O caso foi julgado em São Paulo e resultou em pena de cinco anos de reclusão, em regime inicial semiaberto, além do pagamento de multa. Segundo a decisão do juiz federal Ricardo Vergueiro Figueiredo, o esquema ocorreu entre setembro de 2005 e outubro de 2019, gerando um prejuízo superior a R$ 1,6 milhão.
Fraude durou mais de uma década
De acordo com as investigações, o homem ocultou a morte da mãe e continuou recebendo normalmente os depósitos mensais do benefício.
Para manter o golpe, ele utilizou diversas estratégias:
📌 Apresentação de falsas provas de vida
📌 Uso de terceiros para se passar pela pensionista
📌 Movimentação da conta bancária com cartão e senha
Além disso, o acusado chegou a apresentar documentos supostamente assinados pela mãe após a morte.
Tentativas de enganar o sistema
O processo também aponta que, em uma das situações, uma pessoa informou por telefone que a mulher estaria internada em uma UTI, como forma de justificar a ausência de contato direto.
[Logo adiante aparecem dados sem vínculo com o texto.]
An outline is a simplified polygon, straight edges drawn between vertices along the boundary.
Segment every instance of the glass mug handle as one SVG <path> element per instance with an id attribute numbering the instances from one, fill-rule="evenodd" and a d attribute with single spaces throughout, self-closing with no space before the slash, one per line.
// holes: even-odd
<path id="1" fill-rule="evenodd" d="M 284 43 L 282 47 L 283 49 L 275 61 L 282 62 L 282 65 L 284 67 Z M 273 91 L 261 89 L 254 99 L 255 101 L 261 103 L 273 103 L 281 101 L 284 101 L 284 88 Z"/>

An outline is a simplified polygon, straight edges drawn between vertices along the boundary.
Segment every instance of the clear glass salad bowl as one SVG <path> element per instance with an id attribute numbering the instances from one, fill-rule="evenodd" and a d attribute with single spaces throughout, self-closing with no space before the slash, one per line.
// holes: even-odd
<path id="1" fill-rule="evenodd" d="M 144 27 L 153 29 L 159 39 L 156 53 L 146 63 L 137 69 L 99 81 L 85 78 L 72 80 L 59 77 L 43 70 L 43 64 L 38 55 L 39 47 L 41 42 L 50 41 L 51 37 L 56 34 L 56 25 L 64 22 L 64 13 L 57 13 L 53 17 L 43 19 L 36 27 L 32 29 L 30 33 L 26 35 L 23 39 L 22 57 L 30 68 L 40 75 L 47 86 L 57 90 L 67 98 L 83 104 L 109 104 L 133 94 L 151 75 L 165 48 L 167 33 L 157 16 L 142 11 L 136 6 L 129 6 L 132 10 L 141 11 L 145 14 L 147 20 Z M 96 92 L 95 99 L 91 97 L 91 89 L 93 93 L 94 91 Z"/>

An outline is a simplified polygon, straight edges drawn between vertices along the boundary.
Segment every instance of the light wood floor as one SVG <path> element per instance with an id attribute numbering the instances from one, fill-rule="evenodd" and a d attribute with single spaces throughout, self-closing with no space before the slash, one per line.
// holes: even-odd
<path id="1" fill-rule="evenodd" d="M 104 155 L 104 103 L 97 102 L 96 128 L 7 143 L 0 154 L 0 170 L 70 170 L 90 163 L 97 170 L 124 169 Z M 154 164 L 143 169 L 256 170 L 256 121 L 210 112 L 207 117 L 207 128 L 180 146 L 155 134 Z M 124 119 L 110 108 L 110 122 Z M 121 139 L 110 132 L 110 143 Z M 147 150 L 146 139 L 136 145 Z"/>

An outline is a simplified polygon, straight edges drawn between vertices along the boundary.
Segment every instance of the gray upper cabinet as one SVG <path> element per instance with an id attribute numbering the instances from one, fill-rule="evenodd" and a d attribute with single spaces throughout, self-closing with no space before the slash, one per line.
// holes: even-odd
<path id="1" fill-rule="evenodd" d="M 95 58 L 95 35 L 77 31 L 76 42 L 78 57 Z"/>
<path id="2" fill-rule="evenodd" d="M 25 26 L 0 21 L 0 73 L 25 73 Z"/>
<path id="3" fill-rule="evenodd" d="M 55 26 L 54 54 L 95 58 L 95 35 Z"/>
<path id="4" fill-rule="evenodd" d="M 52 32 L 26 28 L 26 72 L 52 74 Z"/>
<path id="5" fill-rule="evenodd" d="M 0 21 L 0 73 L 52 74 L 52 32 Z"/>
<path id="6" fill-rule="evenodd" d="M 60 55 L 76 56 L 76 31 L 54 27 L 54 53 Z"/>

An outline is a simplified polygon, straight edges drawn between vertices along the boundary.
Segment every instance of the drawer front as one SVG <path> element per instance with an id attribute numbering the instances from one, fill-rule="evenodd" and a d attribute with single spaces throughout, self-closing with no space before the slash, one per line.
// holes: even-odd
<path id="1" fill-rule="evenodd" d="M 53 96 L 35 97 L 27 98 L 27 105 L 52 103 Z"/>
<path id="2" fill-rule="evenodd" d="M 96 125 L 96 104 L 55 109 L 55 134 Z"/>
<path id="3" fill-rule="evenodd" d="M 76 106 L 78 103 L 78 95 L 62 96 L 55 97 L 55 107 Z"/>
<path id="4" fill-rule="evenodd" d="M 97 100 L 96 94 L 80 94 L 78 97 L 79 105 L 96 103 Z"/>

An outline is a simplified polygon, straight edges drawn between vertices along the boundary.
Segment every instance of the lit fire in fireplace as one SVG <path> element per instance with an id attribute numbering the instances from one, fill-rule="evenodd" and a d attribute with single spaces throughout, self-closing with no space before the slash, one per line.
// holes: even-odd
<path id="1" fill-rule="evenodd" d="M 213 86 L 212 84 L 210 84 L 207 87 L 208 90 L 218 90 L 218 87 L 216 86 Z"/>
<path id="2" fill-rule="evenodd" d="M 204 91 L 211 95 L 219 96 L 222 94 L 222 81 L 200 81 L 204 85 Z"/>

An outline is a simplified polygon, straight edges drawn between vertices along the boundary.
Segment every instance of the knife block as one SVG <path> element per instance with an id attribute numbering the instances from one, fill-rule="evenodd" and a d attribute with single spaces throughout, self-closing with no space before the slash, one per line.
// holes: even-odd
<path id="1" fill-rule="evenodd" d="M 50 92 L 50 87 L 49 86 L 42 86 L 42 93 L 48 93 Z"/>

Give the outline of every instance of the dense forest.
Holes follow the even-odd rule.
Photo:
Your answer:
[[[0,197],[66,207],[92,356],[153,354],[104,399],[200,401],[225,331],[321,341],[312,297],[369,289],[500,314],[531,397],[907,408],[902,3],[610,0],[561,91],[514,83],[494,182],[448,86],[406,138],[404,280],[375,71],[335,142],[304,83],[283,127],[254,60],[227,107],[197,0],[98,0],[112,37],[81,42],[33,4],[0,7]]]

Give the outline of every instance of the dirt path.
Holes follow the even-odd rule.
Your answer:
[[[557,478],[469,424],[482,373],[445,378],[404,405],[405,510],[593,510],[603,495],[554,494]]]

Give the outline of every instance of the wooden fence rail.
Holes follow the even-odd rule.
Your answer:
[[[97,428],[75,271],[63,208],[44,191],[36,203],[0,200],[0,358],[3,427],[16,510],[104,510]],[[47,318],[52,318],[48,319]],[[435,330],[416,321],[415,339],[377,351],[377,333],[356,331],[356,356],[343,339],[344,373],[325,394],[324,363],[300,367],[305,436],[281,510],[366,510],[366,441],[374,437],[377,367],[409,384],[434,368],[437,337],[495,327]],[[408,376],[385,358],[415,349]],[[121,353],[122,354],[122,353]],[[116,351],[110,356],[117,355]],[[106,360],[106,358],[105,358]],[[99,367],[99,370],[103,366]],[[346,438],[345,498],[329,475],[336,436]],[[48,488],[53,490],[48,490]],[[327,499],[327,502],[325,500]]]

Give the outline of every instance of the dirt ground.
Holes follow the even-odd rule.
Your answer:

O objetivo era manter a aparência de regularidade e evitar suspeitas sobre o recebimento indevido.
Descoberta da fraude
O esquema só foi descoberto em 2019, após cruzamento de dados da Receita Federal do Brasil identificar que o óbito não havia sido comunicado oficialmente.
A partir disso, foi instaurada uma sindicância que confirmou a fraude prolongada.
Lavagem de dinheiro
Segundo a sentença, o condenado também tentou dificultar o rastreamento dos valores:
💸 Realizava saques em dinheiro e depósitos em contas próprias
📊 Aplicava parte dos recursos em fundos de investimento
As práticas caracterizaram também o crime de lavagem de dinheiro.
O caso reforça a importância dos mecanismos de controle e cruzamento de dados para combater fraudes e proteger os recursos públicos.